Solace chantonnait joyeusement alors que son équipier (temporaire) la fusillait copieusement du regard. Bras croisés, pied qui tapotait frénétiquement sur le sol pavé, la jeune femme s'impatientait depuis un bon quart d'heure déjà. C'était ce que faisait les "hauts gradés" ? Faire poireauter les nouvelles recrues jusqu'à ce qu'elles craquent. Mmm... une méthode intéressante qui portait plus sur les nerfs de Solace qu'autre chose. Mais soit. Elle patienterait. La porte était, de toute façon, désespéramment close et l'homme qui attendait à ses côtés n'avait pas vraiment l'air prêt à bavarder avec la miss. Alors, celle-ci se distrayait comme elle pouvait, soufflant dans l'air glacé un panache de vapeur. Les minutes s’égrenaient et l'attente ne semblait pas finir. Alors qu'elle s'apprêtait à avancer et à taper de grands coups sur la porte métallique celle-ci s'ouvrit sur une petite silhouette, une vieille dame qui faisait une tête de moins que Solace et qui invita le petit duo à entrer. L'intérieur de la petite bâtisse devant laquelle ils avaient attendus (un vieux bar abandonné) était moins décevant que le taudis qu'elle avait imaginé. En fait, il était nettement plus correct que l'extérieur décrépi et abîmé. Fascinée, la bouche ouverte, elle scrutait les murs ornés de photographies et le papier peint (qui dénotait un certain goût) à l'instar d'une touriste qui visitait les rues de Seikusu. Elle se retint avec grand mal de secouer l'homme qui l'avait accompagné pour agrémenter de commentaire leur petite balade dans le QG des yakuzas. Celui-ci lui avait bien fait comprendre qu'il ne voulait pas lui parler. Le type en lui même n'avait pas l'air de vouloir rire : il s'agissait d'un grand chauve engoncé dans un costume. Bien heureusement, ce ne serait pas lui qui l'accompagnerait lors de la mission de ce soir, une mission, se rappela-t-elle, qui était destinée à prendre connaissance des capacités de Solace et voir si on pouvait lui accorder la confiance nécéssaire pour l'accepter, au moins temporairement, en tant qu'"homme de main" des yakuzas.
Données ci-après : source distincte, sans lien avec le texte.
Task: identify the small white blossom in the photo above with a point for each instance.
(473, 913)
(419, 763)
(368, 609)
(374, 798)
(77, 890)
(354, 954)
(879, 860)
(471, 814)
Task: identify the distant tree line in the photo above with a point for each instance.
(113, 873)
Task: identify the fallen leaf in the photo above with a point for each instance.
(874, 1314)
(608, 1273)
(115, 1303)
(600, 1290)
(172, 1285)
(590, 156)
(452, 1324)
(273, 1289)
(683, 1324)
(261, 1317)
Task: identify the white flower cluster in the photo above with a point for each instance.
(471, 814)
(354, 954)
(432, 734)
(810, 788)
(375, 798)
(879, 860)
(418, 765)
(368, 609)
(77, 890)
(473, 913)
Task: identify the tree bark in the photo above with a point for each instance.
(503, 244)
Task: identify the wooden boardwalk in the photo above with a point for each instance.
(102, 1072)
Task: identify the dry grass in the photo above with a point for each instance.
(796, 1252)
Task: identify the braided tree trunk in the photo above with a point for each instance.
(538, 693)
La réalité était tout autre.
La mafia russe l'avait balancé dans une mission d'espionnage (apparemment le directeur des ressources humaines de l'organisation avait des progrès à faire, se disait-t-elle en blaguant). Un choix "judicieux" selon certains, qui servaient surtout à la balancer dans les pattes d'autres. Qu'elle casse les pieds aux concurrents ça leur fera des vacances ! Si elle se faisait descendre tant pis, si elle revenait bredouille pas grave, et si elle se ramenait avec de l'intel, des informations croustillantes, c'était tout bon. Il n'y avait aucun perdant dans l'histoire. Pour Solace, c'était l'occasion d'aller voir un peu ailleurs, et qui sait.... de trouver de nouveaux employeurs ?
« Bonjour. » lui adressa un homme. Solace venait de s'engouffrer dans une petite pièce où un attroupement d'individus louches la dévisageait à loisir. Bon, elle n'était pas du genre à être facilement mal à l'aise donc peu importait. Se tortillant sur place, elle leur fit bien comprendre qu'elle souhaitait en finir. Qu'on lui balance les consignes et elle serait en route pour faire ce qu'elle faisait de mieux : atteindre son but, si possible avec quelques dommages collatéraux. Mais elle était efficace ! Alors on ne lui en tenait pas trop rigueur. Les consignes, que le lieutenant débita d'un ton monocorde, était simples : se rendre dans une des planques des adversaires et essayer de récupérer un chargement de drogues diverses et variés, ainsi qu'une liste qui renseignait sur d'autres réserves similaires. Bien, bien. C'était tout tracé, on se serait presque cru dans un jeu vidéo tant l'objectif était clair. La mission serait (normalement) simple. Ne faites pas trop d'éclat. La jeune femme se retint de grommeler. Après tout elle pourrait facilement mettre la responsabilité sur l'autre camp... malheureusement le fait qu'elle ait de la compagnie rendrait le mensonge un peu plus ardu. En parlant du loup... songeait-t-elle. Le petit boss ponctua sa présentation en indiquant un homme qui venait tout juste de franchir la porte. Son camarade désigné de ce soir. Super !
« Salut ! » s'exclama-t-elle, un énorme sourire aux lèvres, tranchant avec le sérieux de la situation. Bon, au moins il saurait à quoi s'attendre.